PrintE-mail Written by Ian White

Nora Watts is a missing person’s specialist who prefers to stay in the shadows, but when she meets the parents of a missing girl - a girl who turns out to be the daughter Nora sent for adoption fifteen years earlier - Nora finds her past is pursuing her with a vengeance. Why is a high-powered security firm so interested in her missing daughter's adoptive parents? Why has a dangerous nightmare from Nora's past appeared at Nora's place of work, intent on trying to find her? Why is Nora being followed, and why has a journalist who's been trying to get in touch with Nora suddenly turned up dead, a very unlikely suicide? So many clues, but what - if anything - ties them all together? And will Nora eventually find the daughter she has never met?

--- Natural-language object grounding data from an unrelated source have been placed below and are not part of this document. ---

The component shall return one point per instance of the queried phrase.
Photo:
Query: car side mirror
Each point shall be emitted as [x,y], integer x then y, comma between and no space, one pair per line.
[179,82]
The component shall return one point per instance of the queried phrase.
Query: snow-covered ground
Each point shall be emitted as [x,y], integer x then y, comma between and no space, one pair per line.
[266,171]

The PR for Eyes Like Mine touts Nora Watts as the new Lisbeth Salander. It's not a fair comparison and certainly doesn't do Eyes Like Mine any favours because, although that kind of hype always looks good on the cover, people expecting a story that's in the same league as Stieg Larsson's excellent Millennium trilogy will be disappointed. If we hadn’t gone into Eyes Like Mine hoping for another Girl with the Dragon Tattoo, and instead approached Nora Watts as this year’s version of a supposedly edgy heroine-detective, we might have enjoyed the novel more. As it was, we kept turning the pages wishing we were re-reading Girl with the Dragon Tattoo instead.

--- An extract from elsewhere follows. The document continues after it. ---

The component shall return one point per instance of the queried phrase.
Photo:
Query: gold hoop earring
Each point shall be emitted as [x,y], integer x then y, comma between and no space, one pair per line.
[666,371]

That being said, the novel does take some rapid twists and turns and really lays on the noirish atmosphere in spades. Kamal knows the rules of her genre very well, and the storyline hits all the beats. In the end, though, it feels less like a thriller and more like a juggling-act of a character study, with everything that happens calculated to reveal yet another aspect of Nora’s past or personality. That would work if Nora Watts was a character we’re intrigued by (like Lisbeth Salander) but she just isn’t that interesting. In fact, Eyes Like Mine is a bit like painting-by-numbers. We add a bit of grey here and a bit of white there, hoping that despite the mundanity of it all the picture will eventually reveal itself to be something that was worth our time. Unfortunately, Eyes Like Mine just ends as it began – well-written and workmanlike, but a bit of a wasted journey.